A rather small number of articles were included in our review. Our paper is focused on articles that expressively selected patients with peripheral neuropathy (PN) as their subjects. We did in fact find quite a large number of current articles on fall prediction and intervention for healthy individuals or the elderly, or patients with Parkinson’s disease. We excluded those articles that did not include clinically diagnosed PN patients. Admittedly, fall risk assessment methods could share a certain level of resemblance among different groups. Due to the fact that PN is unique in its etiology and pathology, gait patterns and fall mechanisms could vary. As a result, the significance and threshold of corresponding assessment tool could differ widely. We believe that methods and thresholds formulated from data collected from other groups (mostly healthy adults) would be of poor value to the future researches on fall risk assessment of patients with PN.

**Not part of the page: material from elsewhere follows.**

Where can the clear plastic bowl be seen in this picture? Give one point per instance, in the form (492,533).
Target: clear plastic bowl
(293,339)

As a relatively novel field for risk assessment and improvement, research methods and sensor types used in general fall risk researches could be migrated to that of PN patient. Multiple novel wearable sensors could be put into use. For example, plantar inclinometer, electromyography, and pressure sensor could be promising [39]. Adaptive/dynamic threshold selection is becoming increasingly crucial to provide personalized care [40]. Utilizing the smartphone as an input of integrated sensors has also proved practical [41]. Researchers should also calculate the precision, specificity, accuracy, and F1-measure of the selected methods [42]. Future researches should also focus on applying deep learning algorithms to extrapolate gait patterns of higher fall risk among PN patients [43]. The fusion of multiple sensors is also crucial to negate noises and boost robustness of real-time analysis of fall risks in gait analysis [44]. We would also advocate for more sophisticated and validated sensor systems such as APDM [45] to be utilized by future researches.

5. Conclusions

This review examined several key components in studies on assessing and improving the risk of fall using wearable sensors. We identified the preferred functional test (10-meter walk test), sensor technology (accelerometer), locations (torso and lower legs), and fall risk improvement methods (prostheses). However, due to the limited number of articles specializing in this field of research, a consensus on patient sample size and procedures is not reached. We would recommend future researches to examine more parameters and adopt a fusion sensor setup.

Data Availability

Data are available from PubMed, Embase, Scopus, IEEE Xplore, and Web of Science.

Conflicts of Interest

The authors declare that they have no conflicts of interest.

Authors’ Contributions

Qiyang Pan and Yungu Chen contributed equally to this work.